Sunday, September 28, 2008

google

As you probably already know, Google Translate has added 11 more languages, including Slovak, to its already impressive portfolio. While testing the English-Slovak service, I was pleasantly surprised at the MT engine's ability to handle syntax like noun phrases containing adjectives, although I noted a number of problems associated with translating English idiomatic structures, such as those involving verbs "give" and "take" or multiword expressions. Overall, about 60% of translations of work related documents I put in did produce comprehensible and usable texts, so color me impressed. More testing will be required to see if Slovak translators who work for me should start to worry about their jobs (and trust me, I do have a shit list), but I'm pleased to inform you that we already have a candidate for the mistranslation of the year. Consider the headline of this report on the first US presidential debate from CNN.com and then have a look at the translation, especially the items in red:



English: Analysis: A few jabs, but no knockout in first debate
Slovak: Analýza: Za pár popíchnutí, ale žiadna kokot nedved v prvom diskusie

OK, my praise of syntax handling now sounds premature, since in "v prvom diskusie", neither the noun nor the ordinal numeral are declined properly (it should be "v prvej diskusii"), but that's not the interesting bit.
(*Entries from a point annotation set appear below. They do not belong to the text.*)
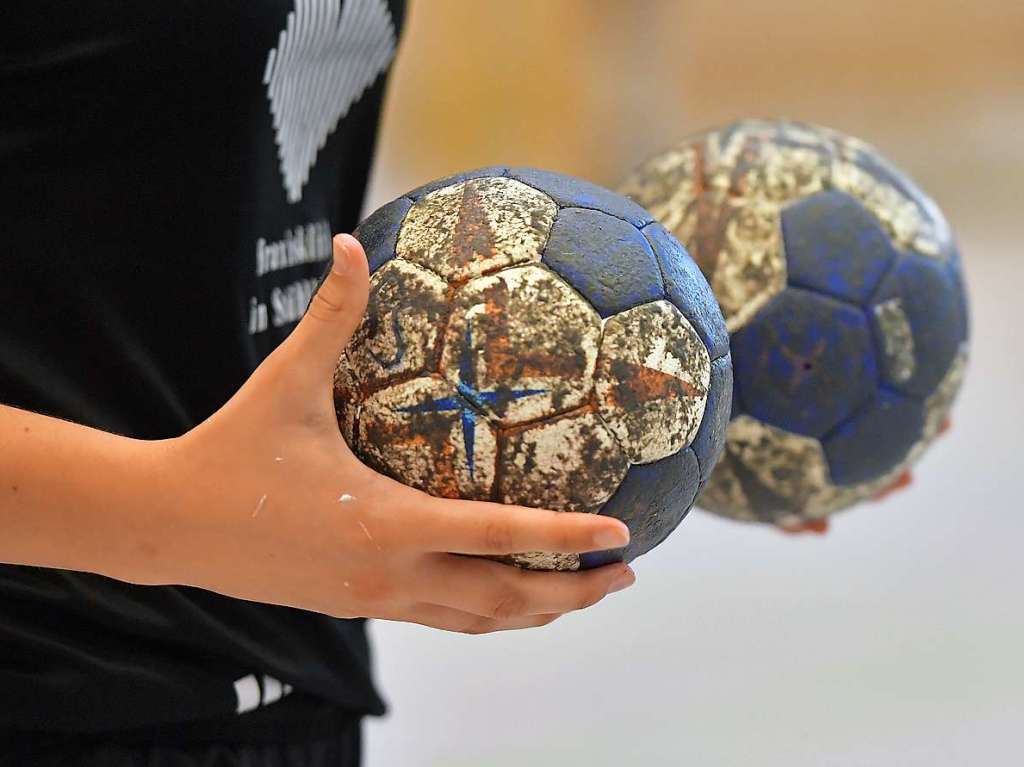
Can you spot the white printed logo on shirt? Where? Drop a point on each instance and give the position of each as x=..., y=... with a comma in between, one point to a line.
x=326, y=58
x=252, y=692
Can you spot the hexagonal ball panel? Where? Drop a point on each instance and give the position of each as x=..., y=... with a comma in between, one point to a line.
x=805, y=364
x=521, y=344
x=686, y=287
x=398, y=334
x=929, y=302
x=574, y=193
x=424, y=434
x=652, y=500
x=463, y=230
x=835, y=246
x=652, y=376
x=875, y=439
x=605, y=258
x=571, y=463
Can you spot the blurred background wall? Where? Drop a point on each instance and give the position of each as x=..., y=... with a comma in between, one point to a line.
x=895, y=639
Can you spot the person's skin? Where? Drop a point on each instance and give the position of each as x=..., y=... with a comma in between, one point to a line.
x=264, y=501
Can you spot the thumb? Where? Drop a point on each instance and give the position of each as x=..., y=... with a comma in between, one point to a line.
x=334, y=311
That rests with the translation of the word "knockout": "kokot nedved". "Kokot" = "dick, prick" is of course the basic Slovak insult for a man, for more information see here. It is also a very vulgar term, rarely seen in print or heard on the airwaves, so its appearance here will not only ellicit a chuckle for its own sake, but also the question of just what corpus was Google using in training the MT engine. The web, sure, but I can't think of any sufficiently large bilingual corpus where that word would crop up. And that question is even more justified with the second part of the translation: what the hell is a "nedved"? The only word that even comes close is the Czech surname Nedvěd which is a form of "medvěd" = "bear". There are a few people with that name with a significance presence on the web to be included in a web corpus, like the football player Pavel Nedvěd, the hockey player Petr Nedvěd and the folk singers Jan (Honza) and František Nedvěd. But how did their name get into the translation for "knockout"? "Knockout" ("knokaut" in Slovak) is a sports term, but I know of no boxer by the name of Nedvěd. Then again, football and hockey players as fellow athletes could probably fit the bill. That still leaves the question of how did this Czech word get into a translation into Slovak. And it's not the only one - if you look at the screenshot, you will see at least three more words clearly identifiable as Czech (highlighted in green):

- "štípnout" for "tweak" - Slovak: "upraviť, vyladiť"; "štípnout" = "pinch, sting", slang: "steal", although one of my dictionaries gives "štípnout" for tweak" without any further context or explanation.
- "slíbený" for "vowed" - Slovak: "sľúbený". Note that this is a past participle while the original has "vowed" as a past tense verb.
- "poldové" for "cops" - Slovak: "policajti", slang: "fízli". Note the context mismatch: both "poldové" and "fízli" is stylistically marked and not very likely to appear in a newspaper save perhaps for direct quotes.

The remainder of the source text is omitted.